Starting on January 1, certain vehicles manufactured by General Motors and Ford Motor Company will no longer qualify for the electric vehicle tax credits in the United States.
On Thursday, General Motors announced that there will be a temporary impact on the Cadillac Lyriq and Chevrolet Blazer. Beginning on January 1, Ford announced that the $3,750 tax credit will not be available for its E-Transit, Mach-E, or Lincoln Aviator Grand Touring plug-in hybrid vehicles.
The $7,500 tax credit is still available for Ford’s F-150 EV Lighting, and the $3,750 tax credit is still available for the Lincoln Corsair Grand Touring. Beginning on January 1, the tax credit will also continue to apply to the Chevrolet Bolt EV.
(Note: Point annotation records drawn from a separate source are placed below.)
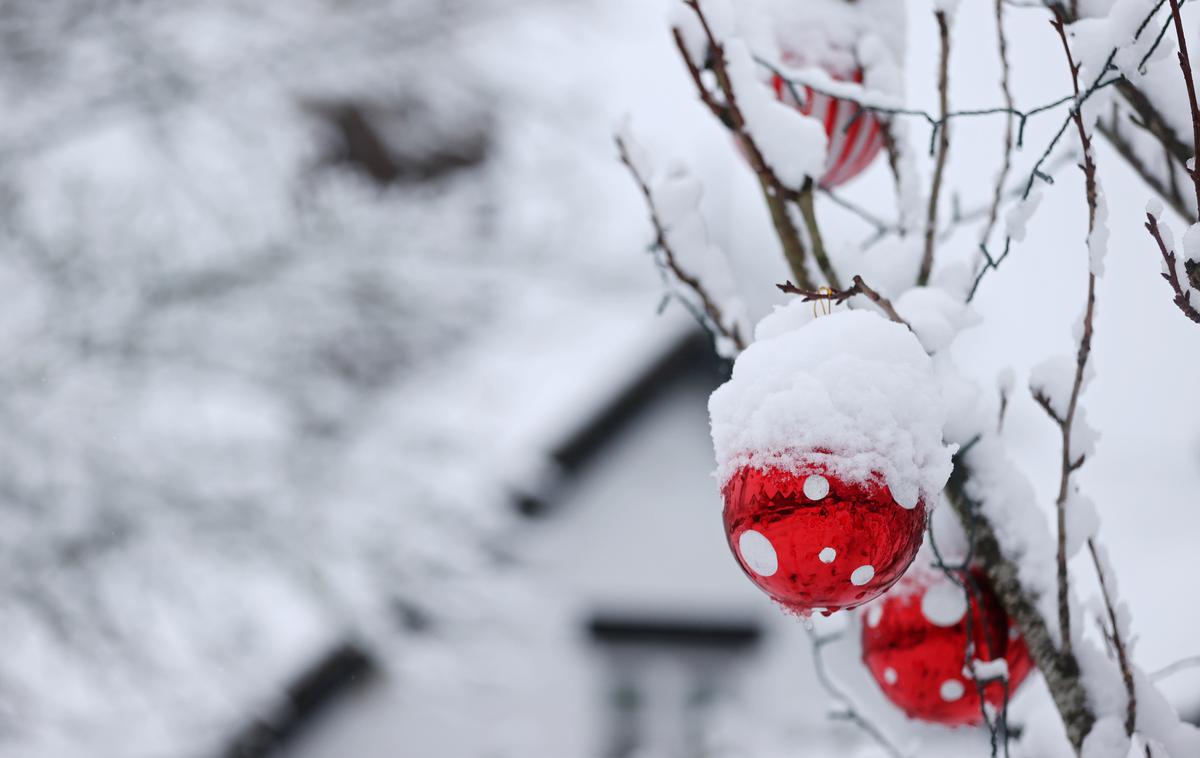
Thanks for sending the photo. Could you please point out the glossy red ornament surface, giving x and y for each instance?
(919, 665)
(856, 136)
(815, 542)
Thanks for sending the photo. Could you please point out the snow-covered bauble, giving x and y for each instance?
(915, 642)
(828, 441)
(856, 136)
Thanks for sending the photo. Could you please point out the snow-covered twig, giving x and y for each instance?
(858, 287)
(1167, 186)
(972, 597)
(1117, 639)
(715, 318)
(943, 145)
(1186, 67)
(1059, 667)
(774, 190)
(849, 711)
(1066, 421)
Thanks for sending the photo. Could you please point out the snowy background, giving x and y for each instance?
(268, 389)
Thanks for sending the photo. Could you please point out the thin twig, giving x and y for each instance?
(849, 713)
(1186, 66)
(943, 145)
(1117, 643)
(1066, 422)
(858, 287)
(1182, 296)
(1060, 668)
(711, 310)
(1002, 44)
(773, 188)
(803, 200)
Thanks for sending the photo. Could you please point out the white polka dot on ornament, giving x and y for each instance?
(759, 553)
(862, 576)
(952, 690)
(816, 487)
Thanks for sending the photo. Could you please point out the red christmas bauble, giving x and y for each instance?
(856, 136)
(915, 645)
(815, 542)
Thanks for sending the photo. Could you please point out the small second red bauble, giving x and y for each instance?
(814, 541)
(915, 645)
(856, 136)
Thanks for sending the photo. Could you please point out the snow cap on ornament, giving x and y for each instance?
(828, 441)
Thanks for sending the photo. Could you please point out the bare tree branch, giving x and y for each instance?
(1182, 296)
(943, 145)
(711, 310)
(839, 296)
(1119, 643)
(1002, 47)
(1186, 67)
(1066, 422)
(773, 188)
(849, 713)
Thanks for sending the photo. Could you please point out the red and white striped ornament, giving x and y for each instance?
(856, 136)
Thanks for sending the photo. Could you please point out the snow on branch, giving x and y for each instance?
(839, 296)
(777, 162)
(1182, 287)
(684, 227)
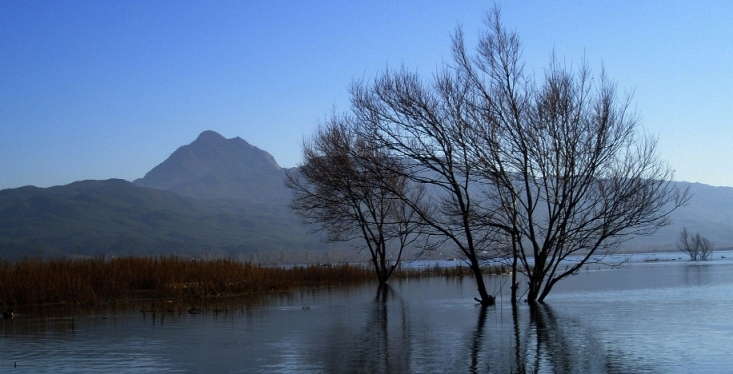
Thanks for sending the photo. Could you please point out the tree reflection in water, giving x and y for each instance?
(392, 338)
(380, 345)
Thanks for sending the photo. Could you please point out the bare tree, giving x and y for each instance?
(696, 246)
(554, 170)
(347, 188)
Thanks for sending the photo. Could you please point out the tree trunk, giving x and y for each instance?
(486, 299)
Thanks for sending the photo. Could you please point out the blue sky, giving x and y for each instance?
(109, 89)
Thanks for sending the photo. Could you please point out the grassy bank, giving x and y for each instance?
(97, 281)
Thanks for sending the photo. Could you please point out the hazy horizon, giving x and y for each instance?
(99, 90)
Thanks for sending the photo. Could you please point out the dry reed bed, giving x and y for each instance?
(97, 281)
(93, 281)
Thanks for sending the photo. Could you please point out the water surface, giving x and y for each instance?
(655, 317)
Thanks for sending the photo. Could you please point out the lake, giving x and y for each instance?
(645, 317)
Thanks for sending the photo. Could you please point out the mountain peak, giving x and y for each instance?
(212, 167)
(210, 136)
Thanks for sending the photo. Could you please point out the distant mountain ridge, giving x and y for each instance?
(220, 196)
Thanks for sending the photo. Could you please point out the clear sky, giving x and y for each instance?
(109, 89)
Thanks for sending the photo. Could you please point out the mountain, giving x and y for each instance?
(213, 167)
(115, 217)
(219, 196)
(709, 212)
(214, 196)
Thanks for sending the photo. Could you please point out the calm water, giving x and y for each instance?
(655, 317)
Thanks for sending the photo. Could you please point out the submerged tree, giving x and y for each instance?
(551, 168)
(696, 246)
(347, 187)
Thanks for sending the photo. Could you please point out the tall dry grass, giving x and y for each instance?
(98, 280)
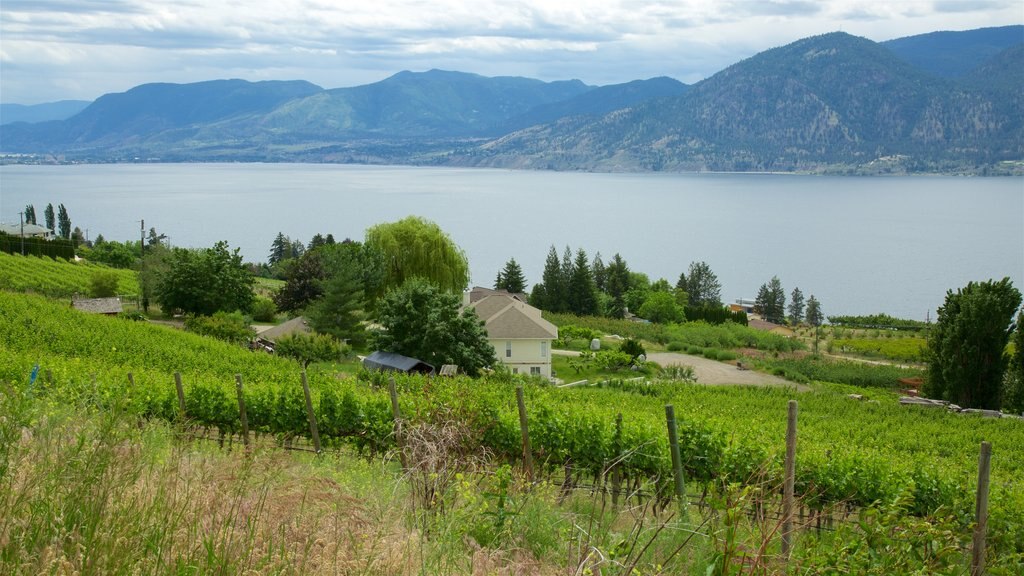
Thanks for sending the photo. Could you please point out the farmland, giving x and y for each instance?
(851, 453)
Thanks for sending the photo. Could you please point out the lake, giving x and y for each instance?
(861, 245)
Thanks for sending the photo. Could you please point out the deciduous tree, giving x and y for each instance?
(967, 345)
(422, 321)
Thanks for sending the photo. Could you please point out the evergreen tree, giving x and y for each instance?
(281, 249)
(511, 278)
(702, 286)
(617, 283)
(600, 273)
(583, 290)
(796, 306)
(555, 286)
(967, 345)
(64, 222)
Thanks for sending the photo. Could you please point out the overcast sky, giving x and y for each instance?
(81, 49)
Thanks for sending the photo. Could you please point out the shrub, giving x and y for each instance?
(103, 284)
(264, 310)
(232, 327)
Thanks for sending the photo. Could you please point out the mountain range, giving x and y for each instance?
(947, 101)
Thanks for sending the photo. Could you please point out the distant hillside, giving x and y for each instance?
(833, 101)
(10, 113)
(953, 54)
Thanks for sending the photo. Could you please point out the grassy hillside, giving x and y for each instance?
(57, 278)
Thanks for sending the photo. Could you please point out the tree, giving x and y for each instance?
(796, 306)
(814, 317)
(423, 321)
(206, 281)
(701, 285)
(340, 311)
(511, 278)
(416, 247)
(50, 219)
(617, 283)
(966, 352)
(64, 222)
(660, 307)
(582, 290)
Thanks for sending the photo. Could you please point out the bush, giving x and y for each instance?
(232, 327)
(103, 284)
(264, 310)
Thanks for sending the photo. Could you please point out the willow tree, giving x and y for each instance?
(415, 247)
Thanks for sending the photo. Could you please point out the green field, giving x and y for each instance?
(852, 452)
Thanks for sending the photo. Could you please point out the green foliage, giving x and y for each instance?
(103, 284)
(56, 278)
(660, 307)
(877, 321)
(205, 281)
(415, 247)
(967, 345)
(230, 327)
(421, 321)
(263, 310)
(307, 348)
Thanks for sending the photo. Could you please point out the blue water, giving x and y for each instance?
(861, 245)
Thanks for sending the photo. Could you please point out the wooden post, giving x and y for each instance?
(677, 461)
(527, 450)
(242, 410)
(981, 510)
(396, 414)
(181, 395)
(616, 471)
(309, 414)
(791, 470)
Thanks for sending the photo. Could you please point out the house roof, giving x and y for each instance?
(389, 361)
(97, 305)
(507, 318)
(296, 325)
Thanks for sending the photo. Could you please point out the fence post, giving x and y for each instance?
(981, 510)
(677, 461)
(181, 395)
(309, 414)
(527, 450)
(396, 414)
(242, 410)
(791, 474)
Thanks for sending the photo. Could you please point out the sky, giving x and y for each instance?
(81, 49)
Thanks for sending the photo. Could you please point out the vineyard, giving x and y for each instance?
(56, 278)
(850, 453)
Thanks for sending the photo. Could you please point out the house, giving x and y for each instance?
(267, 338)
(521, 338)
(105, 306)
(29, 231)
(391, 362)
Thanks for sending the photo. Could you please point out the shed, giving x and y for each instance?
(108, 306)
(390, 362)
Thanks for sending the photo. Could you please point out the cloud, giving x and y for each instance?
(96, 46)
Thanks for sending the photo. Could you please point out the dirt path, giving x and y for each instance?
(711, 371)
It states that GM anticipates eligibility to return for the Lyriq and Blazer in early 2024. The temporary tax credit loss is caused by two of the car’s components that are classified as minor.
This development follows the Biden administration’s Dec. 1 guidance restricting the use of Chinese components in batteries.
According to GM, plans for sourcing qualified components have been created.
“Treasury proposed strict rules disqualifying all EVs with certain foreign battery content including low-value components, which effectively means most EVs will not be eligible beginning on January 1,” GM said in a statement.
According to General Motors, vehicles manufactured “after the sourcing change will be eligible for the full incentive,” including the Cadillac OPTIQ, GMC Sierra EV, Chevrolet Equinox EV, and Silverado EV.
The company announced last week that starting on January 1, owners of Tesla’s Model 3 Long Range and Rear-Wheel Drive vehicles will no longer be eligible for tax credits.